Commenters reached for history to frame their answers. Many noted clear parallels with the dot com era: transformational technology, a surge of investment, and uncertainty about killer use cases. Some invoked specific comparisons, including the Cisco story from the internet era and the modern parallel of Nvidia, while others pointed out major differences: established, profitable platform companies exist now; winners from past cycles like amazon and microsoft emerged and dominated. Several contributors warned of a reckoning driven by underlying economics — high hardware and energy costs, large training bills, and startups burning cash on chipsets or API access. One comment flagged that core model developers are beginning to build vertically, and companies such as amazon, google, tesla and microsoft are creating their own chips to reduce dependence on vendors using proprietary stacks like cuda.
Views diverged on scale and shape.
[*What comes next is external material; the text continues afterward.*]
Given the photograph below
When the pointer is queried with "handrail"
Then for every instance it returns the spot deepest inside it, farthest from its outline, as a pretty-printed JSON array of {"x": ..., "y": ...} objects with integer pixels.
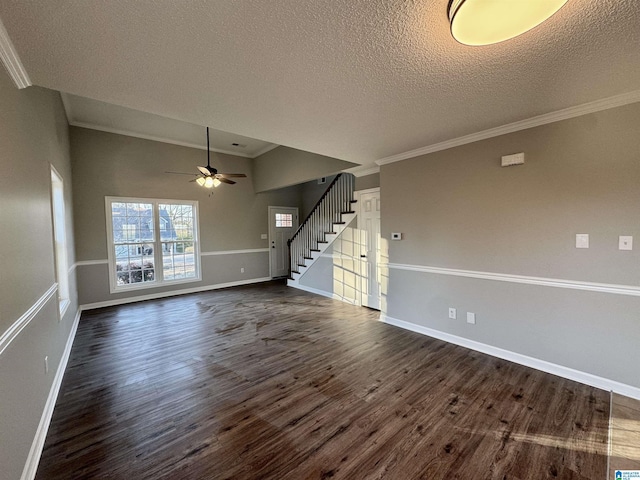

Some predicted a full bubble burst similar to 2000, with long recoveries and bankruptcies. Others expected a softer deflation: hype fading into an S curve where many firms fail and a smaller set of incumbents consolidate power. Practical concerns surfaced too: the rise of ´prompt engineer´ titles, uneven adoption, messy AI-generated code causing maintenance debt, and the risk that customers balk at rising prices as startups seek profitability. There was also the optimism that ´Artificial Intelligence´ may act as a productivity platform like the pc and office did, creating new jobs even as it destroys some roles.
In short, the thread concluded that outcomes are uncertain but probable: a major shake up is coming, many startups will not survive, and a smaller group of firms will dominate. Whether that plays out as a dramatic dot com-style implosion or a more gradual market correction remains contested; commenters mostly agreed the technology itself will persist and continue to reshape industries.